The story opens in London with the three soaking wet, cold and tired Young sisters and their children being denied access to the toney Calthorpe Hotel by an officious xenophobic hotel manager. How this conundrum is resolved is as fantastic as the moment in “Pretty Woman” when Vivian gets to go back into the store that rejected her the day before and say, “You work on commission, right? Big mistake. Big. Huge.”

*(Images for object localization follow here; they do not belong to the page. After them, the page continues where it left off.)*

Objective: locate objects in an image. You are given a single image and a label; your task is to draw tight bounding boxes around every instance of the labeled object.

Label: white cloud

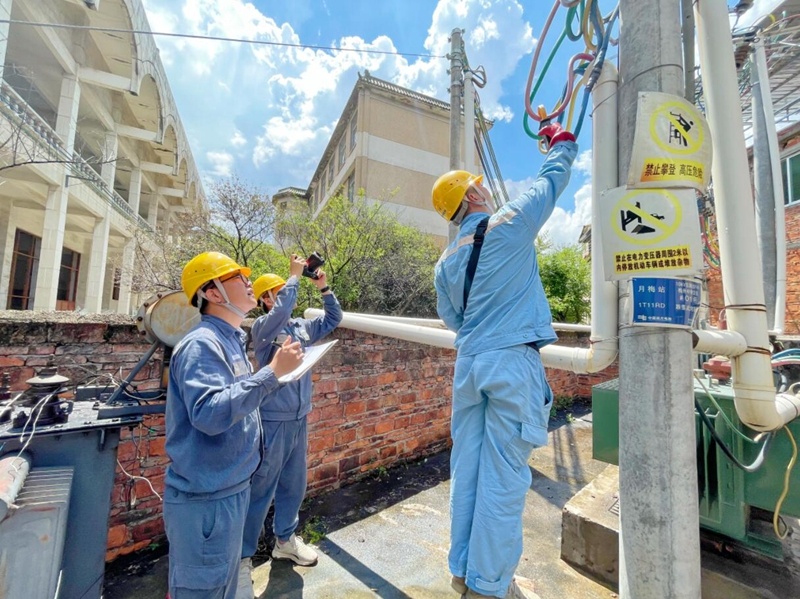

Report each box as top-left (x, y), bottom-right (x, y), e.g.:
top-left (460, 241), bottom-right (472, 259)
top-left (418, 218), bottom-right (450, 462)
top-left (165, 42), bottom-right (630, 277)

top-left (541, 181), bottom-right (593, 247)
top-left (574, 149), bottom-right (592, 176)
top-left (206, 150), bottom-right (235, 177)
top-left (230, 130), bottom-right (247, 148)
top-left (142, 0), bottom-right (537, 190)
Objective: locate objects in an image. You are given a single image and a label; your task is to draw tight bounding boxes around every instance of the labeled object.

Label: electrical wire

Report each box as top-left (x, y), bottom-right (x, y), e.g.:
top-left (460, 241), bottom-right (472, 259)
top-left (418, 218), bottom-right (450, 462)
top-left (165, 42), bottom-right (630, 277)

top-left (10, 394), bottom-right (50, 469)
top-left (0, 19), bottom-right (445, 59)
top-left (693, 372), bottom-right (762, 444)
top-left (773, 425), bottom-right (797, 539)
top-left (523, 0), bottom-right (619, 146)
top-left (116, 458), bottom-right (162, 502)
top-left (694, 396), bottom-right (774, 472)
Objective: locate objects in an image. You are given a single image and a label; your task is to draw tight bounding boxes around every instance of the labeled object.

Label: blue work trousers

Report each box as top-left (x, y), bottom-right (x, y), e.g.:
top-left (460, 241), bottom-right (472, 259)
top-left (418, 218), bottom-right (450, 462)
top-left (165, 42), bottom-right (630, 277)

top-left (242, 418), bottom-right (308, 557)
top-left (449, 345), bottom-right (552, 598)
top-left (163, 486), bottom-right (250, 599)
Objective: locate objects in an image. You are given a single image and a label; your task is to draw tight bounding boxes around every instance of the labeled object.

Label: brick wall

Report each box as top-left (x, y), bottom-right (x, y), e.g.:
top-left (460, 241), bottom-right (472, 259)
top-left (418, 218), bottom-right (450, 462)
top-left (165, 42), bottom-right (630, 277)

top-left (0, 314), bottom-right (616, 561)
top-left (704, 190), bottom-right (800, 335)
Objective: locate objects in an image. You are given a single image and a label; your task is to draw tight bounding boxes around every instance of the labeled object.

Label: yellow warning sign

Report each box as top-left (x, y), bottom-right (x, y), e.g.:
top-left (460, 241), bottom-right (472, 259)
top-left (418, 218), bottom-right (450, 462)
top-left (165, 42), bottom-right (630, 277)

top-left (627, 92), bottom-right (712, 191)
top-left (649, 100), bottom-right (704, 155)
top-left (612, 189), bottom-right (681, 246)
top-left (600, 187), bottom-right (703, 281)
top-left (612, 246), bottom-right (693, 275)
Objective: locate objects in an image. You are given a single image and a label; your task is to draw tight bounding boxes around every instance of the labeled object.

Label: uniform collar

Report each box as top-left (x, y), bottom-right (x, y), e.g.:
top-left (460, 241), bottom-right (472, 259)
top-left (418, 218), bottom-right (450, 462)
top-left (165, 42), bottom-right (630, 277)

top-left (201, 314), bottom-right (246, 343)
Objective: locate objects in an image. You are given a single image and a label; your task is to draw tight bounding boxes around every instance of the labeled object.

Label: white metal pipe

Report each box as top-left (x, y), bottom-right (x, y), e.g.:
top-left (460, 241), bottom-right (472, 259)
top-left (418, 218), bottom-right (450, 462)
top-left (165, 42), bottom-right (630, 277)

top-left (691, 329), bottom-right (748, 356)
top-left (754, 36), bottom-right (787, 334)
top-left (695, 0), bottom-right (800, 431)
top-left (0, 452), bottom-right (31, 521)
top-left (337, 307), bottom-right (747, 359)
top-left (568, 59), bottom-right (619, 373)
top-left (351, 314), bottom-right (449, 329)
top-left (305, 309), bottom-right (456, 349)
top-left (308, 310), bottom-right (606, 372)
top-left (352, 312), bottom-right (592, 333)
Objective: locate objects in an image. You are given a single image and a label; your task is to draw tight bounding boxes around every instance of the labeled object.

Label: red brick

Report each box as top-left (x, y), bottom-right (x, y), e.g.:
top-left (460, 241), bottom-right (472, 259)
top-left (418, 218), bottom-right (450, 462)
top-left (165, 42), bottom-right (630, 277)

top-left (337, 377), bottom-right (359, 391)
top-left (148, 436), bottom-right (167, 457)
top-left (375, 420), bottom-right (394, 434)
top-left (314, 379), bottom-right (337, 394)
top-left (107, 524), bottom-right (129, 549)
top-left (344, 400), bottom-right (366, 416)
top-left (0, 346), bottom-right (29, 356)
top-left (334, 428), bottom-right (357, 446)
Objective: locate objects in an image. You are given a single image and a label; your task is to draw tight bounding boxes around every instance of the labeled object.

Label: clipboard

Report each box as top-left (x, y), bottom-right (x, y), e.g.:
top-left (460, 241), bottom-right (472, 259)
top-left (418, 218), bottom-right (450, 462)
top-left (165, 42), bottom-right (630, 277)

top-left (278, 339), bottom-right (338, 383)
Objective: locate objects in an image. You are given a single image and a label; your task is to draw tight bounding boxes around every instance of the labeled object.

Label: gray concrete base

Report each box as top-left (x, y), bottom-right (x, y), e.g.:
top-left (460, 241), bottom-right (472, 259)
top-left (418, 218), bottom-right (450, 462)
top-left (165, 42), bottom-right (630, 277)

top-left (561, 464), bottom-right (800, 599)
top-left (561, 464), bottom-right (620, 587)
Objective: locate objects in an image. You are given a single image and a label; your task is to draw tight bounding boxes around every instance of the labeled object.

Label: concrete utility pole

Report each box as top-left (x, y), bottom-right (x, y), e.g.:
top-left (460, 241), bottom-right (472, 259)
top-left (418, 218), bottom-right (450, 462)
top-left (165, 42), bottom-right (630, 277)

top-left (681, 0), bottom-right (696, 102)
top-left (448, 28), bottom-right (463, 242)
top-left (617, 1), bottom-right (702, 598)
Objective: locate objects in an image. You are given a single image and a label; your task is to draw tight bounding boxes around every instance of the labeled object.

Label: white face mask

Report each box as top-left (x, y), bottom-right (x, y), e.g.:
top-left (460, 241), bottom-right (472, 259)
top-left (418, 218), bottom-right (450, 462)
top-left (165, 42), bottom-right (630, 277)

top-left (467, 184), bottom-right (494, 209)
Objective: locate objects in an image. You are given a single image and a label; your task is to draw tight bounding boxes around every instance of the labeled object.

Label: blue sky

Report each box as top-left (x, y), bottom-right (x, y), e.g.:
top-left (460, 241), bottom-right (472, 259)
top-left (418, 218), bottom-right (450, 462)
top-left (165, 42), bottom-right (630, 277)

top-left (141, 0), bottom-right (619, 246)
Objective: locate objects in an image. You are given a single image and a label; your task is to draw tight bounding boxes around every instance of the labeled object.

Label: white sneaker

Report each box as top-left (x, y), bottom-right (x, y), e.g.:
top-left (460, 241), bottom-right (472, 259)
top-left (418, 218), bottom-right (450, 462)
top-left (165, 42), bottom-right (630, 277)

top-left (464, 577), bottom-right (540, 599)
top-left (271, 533), bottom-right (318, 566)
top-left (504, 577), bottom-right (540, 599)
top-left (235, 557), bottom-right (254, 599)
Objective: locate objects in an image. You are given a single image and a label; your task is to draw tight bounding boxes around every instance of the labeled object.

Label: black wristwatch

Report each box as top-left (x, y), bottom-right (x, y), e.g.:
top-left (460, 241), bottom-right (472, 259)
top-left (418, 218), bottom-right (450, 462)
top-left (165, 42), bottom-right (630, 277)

top-left (320, 285), bottom-right (331, 294)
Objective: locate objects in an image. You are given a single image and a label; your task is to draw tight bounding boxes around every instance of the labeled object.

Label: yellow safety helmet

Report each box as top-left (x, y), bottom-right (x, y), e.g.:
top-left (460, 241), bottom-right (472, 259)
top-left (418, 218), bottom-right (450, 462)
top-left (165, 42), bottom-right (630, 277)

top-left (253, 273), bottom-right (286, 301)
top-left (181, 252), bottom-right (251, 305)
top-left (431, 170), bottom-right (484, 221)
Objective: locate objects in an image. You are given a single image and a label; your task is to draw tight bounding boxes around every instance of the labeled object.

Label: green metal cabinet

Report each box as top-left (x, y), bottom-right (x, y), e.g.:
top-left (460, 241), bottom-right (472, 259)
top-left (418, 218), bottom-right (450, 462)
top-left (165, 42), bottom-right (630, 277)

top-left (592, 378), bottom-right (800, 557)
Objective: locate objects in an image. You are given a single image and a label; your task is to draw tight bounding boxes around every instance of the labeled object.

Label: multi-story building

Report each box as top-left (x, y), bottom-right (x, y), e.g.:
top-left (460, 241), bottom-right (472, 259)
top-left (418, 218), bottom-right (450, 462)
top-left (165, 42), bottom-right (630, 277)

top-left (273, 71), bottom-right (484, 246)
top-left (0, 0), bottom-right (202, 314)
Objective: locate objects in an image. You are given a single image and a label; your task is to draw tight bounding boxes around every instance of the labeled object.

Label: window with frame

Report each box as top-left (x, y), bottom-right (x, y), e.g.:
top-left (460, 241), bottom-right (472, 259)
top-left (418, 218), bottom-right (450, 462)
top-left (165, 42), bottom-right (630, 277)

top-left (112, 268), bottom-right (121, 301)
top-left (328, 160), bottom-right (335, 186)
top-left (347, 175), bottom-right (355, 202)
top-left (350, 112), bottom-right (357, 151)
top-left (56, 248), bottom-right (81, 311)
top-left (321, 171), bottom-right (327, 195)
top-left (338, 137), bottom-right (346, 169)
top-left (781, 152), bottom-right (800, 206)
top-left (7, 229), bottom-right (40, 310)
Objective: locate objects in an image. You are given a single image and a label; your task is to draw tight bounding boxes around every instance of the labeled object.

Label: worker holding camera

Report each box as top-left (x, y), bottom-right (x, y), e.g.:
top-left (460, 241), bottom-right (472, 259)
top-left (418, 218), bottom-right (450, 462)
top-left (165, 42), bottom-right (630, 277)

top-left (432, 122), bottom-right (577, 599)
top-left (237, 253), bottom-right (342, 598)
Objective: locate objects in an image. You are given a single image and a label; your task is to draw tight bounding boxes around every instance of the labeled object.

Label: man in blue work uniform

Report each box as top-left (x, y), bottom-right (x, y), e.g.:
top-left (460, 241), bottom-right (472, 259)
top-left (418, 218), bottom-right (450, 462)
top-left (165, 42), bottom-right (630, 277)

top-left (237, 257), bottom-right (342, 596)
top-left (432, 122), bottom-right (578, 599)
top-left (164, 251), bottom-right (303, 599)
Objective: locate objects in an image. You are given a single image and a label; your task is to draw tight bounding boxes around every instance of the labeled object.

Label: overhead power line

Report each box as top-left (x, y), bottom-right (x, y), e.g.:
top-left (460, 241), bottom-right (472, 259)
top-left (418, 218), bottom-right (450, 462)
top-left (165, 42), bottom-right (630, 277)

The story hops from that brilliant moment to the present with Nick Young, who is working as an Associate Professor of History in New York, asking his girlfriend, Rachel Chu to accompany him to his cousin’s wedding in Singapore and then spend the summer traveling around Asia. Nick is unbelievably handsome, kind, warm and winning so it takes her about 5 minutes to say yes. She has no idea about his family or the depth of his wealth so when Nick is greeted by name by the stewardess as they are taken to their own private cabin on their Singapore Airlines flight she is a little startled and over-awed but in true princess-in-the-making style, accepts it all with aplomb.
When they land in Singapore and she starts to meet his friends and family, Rachel realizes bit by bit that her Associate Professor is actually the scion of one of the oldest, most powerful, and richest families in Asia. He is also a catch on the level of Prince William and the knives are out for Rachel. Luckily the right people are in her corner and her best friend from college just happens to also be fabulously wealthy and living in Singapore ready to lend a shoulder to cry on and several necessary couture outfits.
If you mashed “Real Housewives” with “Dynasty” and added a strong dose of steroids you’ll get an idea of the over-the-top wealth and catty family battles that the author makes hysterical and mesmerizing. People are constantly jetting on private planes to private islands or Paris runways and working hard to not let anyone else into their exclusive clubs and families. Kwan could have made all these people cardboard stereotypes but in a very Jane Austen way he brings them all to unique life and uses them to tell the story while subtly skewering them through their absurd behavior.
As much fun as all the clothes and jewels and privilege is, this is a love story and Nick and Rachel do not disappoint. The ending has the right amount of crossed wires uncrossing and issues happily resolved and is completely satisfying – though there is a sequel, which I can’t wait to read.
This book is complete escapism. It is the perfect book to read on vacation or when you really need a vacation. Just be careful because after you read it, you will expect that you should be on a jet headed to your own island wearing vintage 25 carat Indian sapphire earrings that compliment the hot-off-the-runway Dries Van Noten dress your divine boyfriend just bought you because it’s so easy to travel in instead of heading home to Queens, crumpled and tired, on the 7 train.